We propose to continue investigating the use of a selective β2 agonist in combination with ERT in order to progress to late-stage trials in LOPD. We predict that clenbuterol therapy will enhance the response to ERT in Pompe disease and other lysosomal storage disorders. Furthermore, increasing CI-MPR expression could reduce the dosage requirements for ERT or a future gene therapy (Li et al 2013). Overall, the availability of treatments that can prove the efficacy of ERT for Pompe disease and other lysosomal storage disorders will improve efficacy and reduce the costs of therapies for these diseases.
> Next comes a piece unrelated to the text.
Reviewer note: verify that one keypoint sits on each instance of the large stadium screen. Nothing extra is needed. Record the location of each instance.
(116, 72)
These findings are described in the article entitled Correction of Biochemical Abnormalities and Improved Muscle Function in a Phase I/II Clinical Trial of Clenbuterol in Pompe, recently published in the journal Molecular Therapy. This work was conducted by Dwight D. Koeberl, Laura E. Case, Edward C. Smith, Crista Walters, Sang-oh Han, Yanzhen Li, Wei Chen, Christoph P. Hornik, Kim M. Huffman, William E. Kraus, Beth L. Thurberg, David L. Corcoran, Deeksha Bali, Nenad Bursac, and Priya Kishnani from Duke University.